A estrada e uma ponte que tem a minha idade

As estradas são como veias, ilustres patrocinadoras de um vai-vem que é raiz da vida e daquilo que a compõe.

O despertador tocou hoje muito cedo e a tempo de ver o sol nascer por detrás do Cristo Rei enquanto atravessava a ponte.

Uma bola de fogo entre o amarelo e o laranja, e lá em baixo, o Tejo; atrás de mim, Lisboa.

A mesma estrada...

Quando Julho se aproximava do fim, eu vinha com a Avó Dade e o Avô Chico passar uns dias de férias a casa da Tia Lucinda.

Vínhamos no autocarro da Setubalense, onde eu me sentava nuns bancos de cor verde depois de pagar meio bilhete, e recordo-me que parávamos sempre em Vila Nogueira de Azeitão numa garagem que ficava mesmo em frente do portão de uma quinta em que a vegetação frondosa galgava os muros.

E depois...

Almada, onde às vezes parávamos para ir visitar a Prima Naíca, que fumava muito e fazia bases para as panelas com as pratas dos cigarros da marca "Porto"... e sempre a ponte e o Cristo Rei.

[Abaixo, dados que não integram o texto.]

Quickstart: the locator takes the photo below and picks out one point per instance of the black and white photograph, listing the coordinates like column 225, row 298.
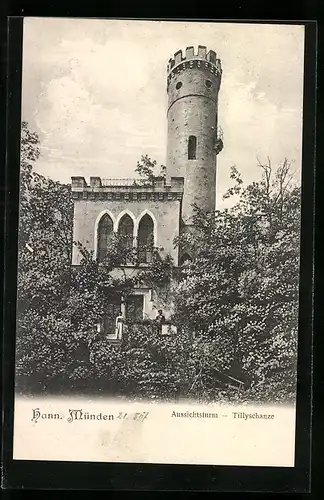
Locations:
column 159, row 241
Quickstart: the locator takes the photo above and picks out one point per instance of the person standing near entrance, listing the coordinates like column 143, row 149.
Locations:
column 119, row 325
column 160, row 319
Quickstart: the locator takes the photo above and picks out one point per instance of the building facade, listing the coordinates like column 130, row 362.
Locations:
column 153, row 215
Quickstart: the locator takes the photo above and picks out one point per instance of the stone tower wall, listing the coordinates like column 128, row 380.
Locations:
column 193, row 84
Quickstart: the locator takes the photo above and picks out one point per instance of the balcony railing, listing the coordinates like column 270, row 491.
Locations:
column 138, row 254
column 119, row 182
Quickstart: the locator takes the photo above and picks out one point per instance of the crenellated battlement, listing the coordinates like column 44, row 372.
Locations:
column 201, row 57
column 130, row 190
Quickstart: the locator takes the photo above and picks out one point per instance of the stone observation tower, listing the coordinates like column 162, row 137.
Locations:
column 150, row 216
column 194, row 140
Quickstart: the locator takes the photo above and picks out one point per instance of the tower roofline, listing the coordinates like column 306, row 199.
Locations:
column 190, row 54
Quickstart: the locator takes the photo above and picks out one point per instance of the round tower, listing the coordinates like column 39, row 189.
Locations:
column 193, row 84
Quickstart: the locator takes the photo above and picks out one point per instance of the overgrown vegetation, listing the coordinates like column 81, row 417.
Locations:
column 235, row 303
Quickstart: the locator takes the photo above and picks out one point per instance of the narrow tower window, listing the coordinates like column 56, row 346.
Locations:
column 192, row 147
column 105, row 230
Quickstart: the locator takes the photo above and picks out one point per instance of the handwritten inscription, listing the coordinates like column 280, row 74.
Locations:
column 79, row 414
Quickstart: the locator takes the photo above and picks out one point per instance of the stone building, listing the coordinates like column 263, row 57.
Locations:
column 153, row 215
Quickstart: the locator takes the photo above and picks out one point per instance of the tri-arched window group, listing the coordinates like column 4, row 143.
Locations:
column 141, row 237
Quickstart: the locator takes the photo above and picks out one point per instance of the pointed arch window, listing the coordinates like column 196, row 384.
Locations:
column 145, row 239
column 192, row 147
column 126, row 230
column 105, row 231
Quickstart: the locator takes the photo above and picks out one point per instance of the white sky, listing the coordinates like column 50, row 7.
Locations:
column 95, row 91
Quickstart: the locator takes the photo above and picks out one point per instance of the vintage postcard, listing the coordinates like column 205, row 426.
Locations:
column 159, row 242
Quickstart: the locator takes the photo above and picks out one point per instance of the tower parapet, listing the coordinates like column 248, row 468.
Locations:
column 201, row 59
column 193, row 83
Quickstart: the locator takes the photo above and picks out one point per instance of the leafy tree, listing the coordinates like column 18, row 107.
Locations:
column 146, row 169
column 241, row 288
column 57, row 306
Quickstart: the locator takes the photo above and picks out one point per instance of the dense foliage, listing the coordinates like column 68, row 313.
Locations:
column 240, row 290
column 146, row 170
column 235, row 303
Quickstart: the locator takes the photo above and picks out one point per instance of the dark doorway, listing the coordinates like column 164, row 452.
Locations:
column 134, row 308
column 112, row 310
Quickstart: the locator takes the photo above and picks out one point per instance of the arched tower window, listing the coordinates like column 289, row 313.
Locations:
column 125, row 229
column 105, row 230
column 145, row 239
column 192, row 147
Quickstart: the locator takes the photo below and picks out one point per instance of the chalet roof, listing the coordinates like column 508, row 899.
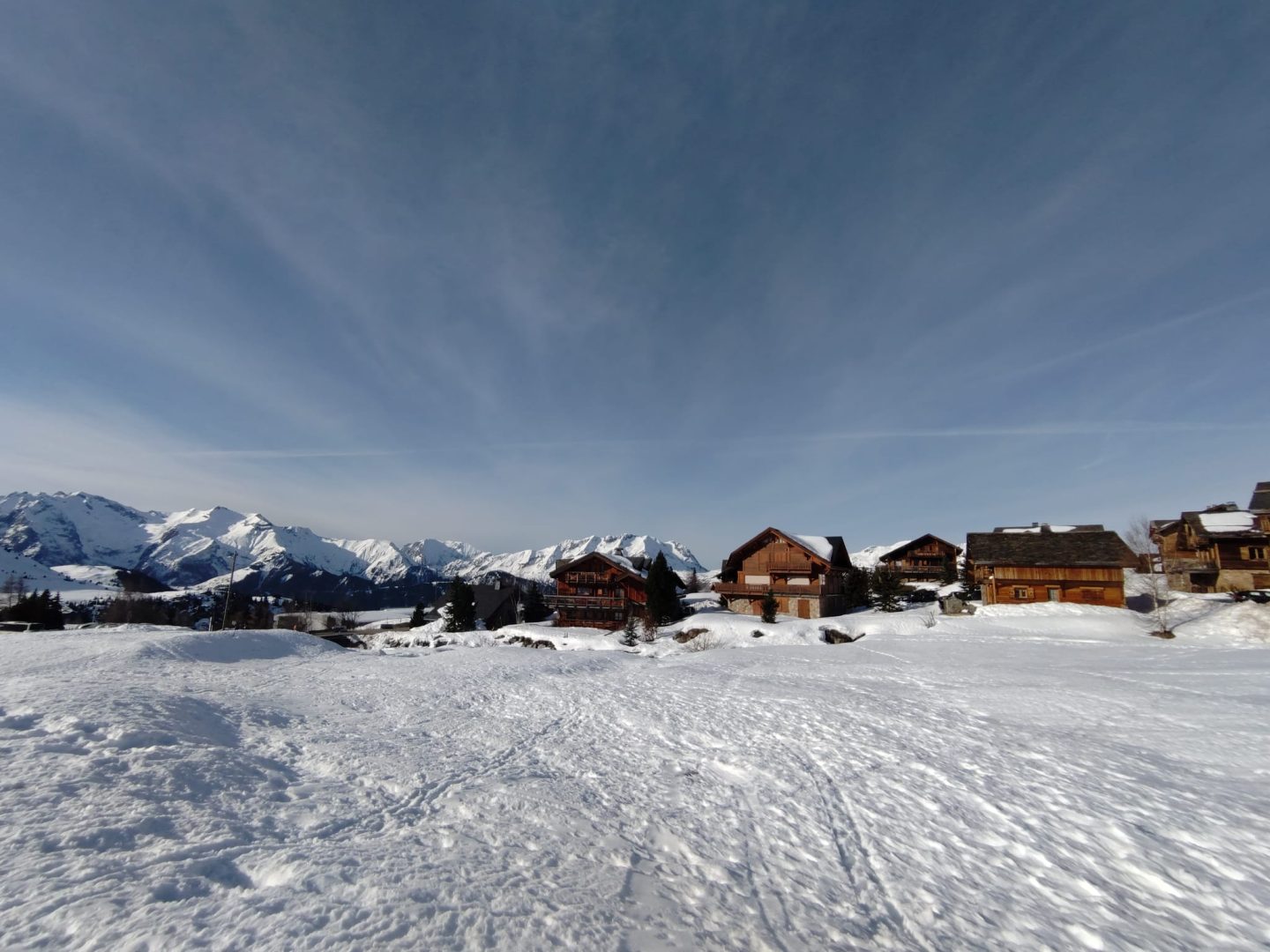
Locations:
column 1048, row 548
column 825, row 548
column 1044, row 525
column 616, row 562
column 1260, row 498
column 915, row 544
column 1226, row 522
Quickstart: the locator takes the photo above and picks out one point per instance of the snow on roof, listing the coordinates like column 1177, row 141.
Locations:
column 1038, row 528
column 817, row 544
column 1238, row 521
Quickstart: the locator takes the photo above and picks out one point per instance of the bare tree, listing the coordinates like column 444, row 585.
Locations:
column 1143, row 541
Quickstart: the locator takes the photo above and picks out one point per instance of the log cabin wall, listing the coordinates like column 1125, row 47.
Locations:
column 803, row 584
column 1011, row 585
column 594, row 593
column 926, row 562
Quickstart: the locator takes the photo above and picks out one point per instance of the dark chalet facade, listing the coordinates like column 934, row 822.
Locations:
column 805, row 574
column 597, row 591
column 923, row 559
column 1020, row 566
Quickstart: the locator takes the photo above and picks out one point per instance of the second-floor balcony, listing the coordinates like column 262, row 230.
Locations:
column 736, row 588
column 587, row 602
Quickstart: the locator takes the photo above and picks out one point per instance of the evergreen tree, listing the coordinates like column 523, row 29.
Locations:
column 856, row 588
column 661, row 593
column 630, row 637
column 462, row 607
column 768, row 607
column 42, row 608
column 886, row 588
column 969, row 589
column 534, row 605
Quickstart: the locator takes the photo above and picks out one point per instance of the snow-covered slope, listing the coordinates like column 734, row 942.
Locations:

A ponte também era novidade para os meus avós que nunca perdiam a oportunidade de recordar:

- A ponte é um mês mais nova do que tu. Foi inaugurada no dia em que foste baptizado: 6 de Agosto de 1966.

E enquanto a avó se benzia, eu punha-me em pé para ver aquela estrutura imensa pintada de vermelho e não conseguia deixar de pensar que voava sobre o rio.

E por entre o prazer de quem liga as margens, eu jurava à sorte que um dia iria conhecer todas as ruas da cidade imensa à minha frente.

Na mesma ponte do nascer do sol de hoje. 


Passaram bem mais de quarenta anos, vou ao volante do meu carro, busco a Alentejo e tomarei o pequeno-almoço com os meus pais e comendo o pão igual ao que antes trazíamos nas bolsas de pano... e ainda não consigo deixar de pensar que voo por sobre o Tejo.

As estradas, a ponte, o vai-vem que nos determina a vida, os percursos que alimentam a nossa história, e essa persistência e coerência de voar e unir as margens  enquanto o sol sobe no horizonte e me vai ditando palavras de amor.